Reviewing is not choosing
Reviewing is one person judging one thing against a standard. Plenty of tools do that well.
Choosing is a group in front of many workable options, arguing, and committing to one. AI made the first kind of work explode and the second kind decisive.
What to measure
Most companies count users, prompts, and drafts. Those numbers tell you the machine is on.
Better ones: how long to a decision, how many rounds, how much of what you generate ever ships. A team that produces a hundred drafts and approves two is not beating a team that makes five and commits to one.
Keep your tools
Design in Figma. Store files in Drive. Run tickets in Jira. Hold your workshop in Miro.
The gap is between those tools, at the moment work stops being made and starts being decided.
What we built

ALLO is a canvas for that moment. The options go up side by side with the brief and the references, feedback attaches to the thing it is about instead of floating in a thread, and the team argues in front of the work until it settles. The decision stays next to what earned it.
It does not make the work. Make it where you already do. It is not an approval queue either.

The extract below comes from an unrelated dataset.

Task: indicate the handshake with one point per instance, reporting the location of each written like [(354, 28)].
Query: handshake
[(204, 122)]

Models will keep getting cheaper, and generating things will stop being an advantage, because everyone will have it and everyone will get back the same average. What is left is deciding which of the forty is right, and getting a team to agree.
FAQ
Why doesn't AI improve team productivity? It speeds up one person's output and increases what everyone else has to judge. The 2025 BetterUp Labs and Stanford study found 40% of workers received AI output that looked finished but was not, costing nearly two hours each time.
Why does AI-generated work look the same everywhere? Models return an average of what they have seen. Figma's Dylan Field calls the first output generic by definition. What makes work distinct is a person choosing a direction.
Is choosing the same as reviewing? No. Reviewing judges one piece of work. Choosing means picking one direction from many viable ones and getting a team to agree.
Does ALLO replace Figma, Jira, or Drive? No. Keep them. ALLO sits between making the work and executing it, where the options get compared and a direction gets set.
How is ALLO different from Miro or FigJam? Those are built for workshops, and the boards get abandoned when the session ends. ALLO holds a project's options, versions, feedback, and decisions as the work continues.
How do we know if AI is paying off? Not by counting prompts. Time to decision, number of review rounds, and how much generated work actually ships.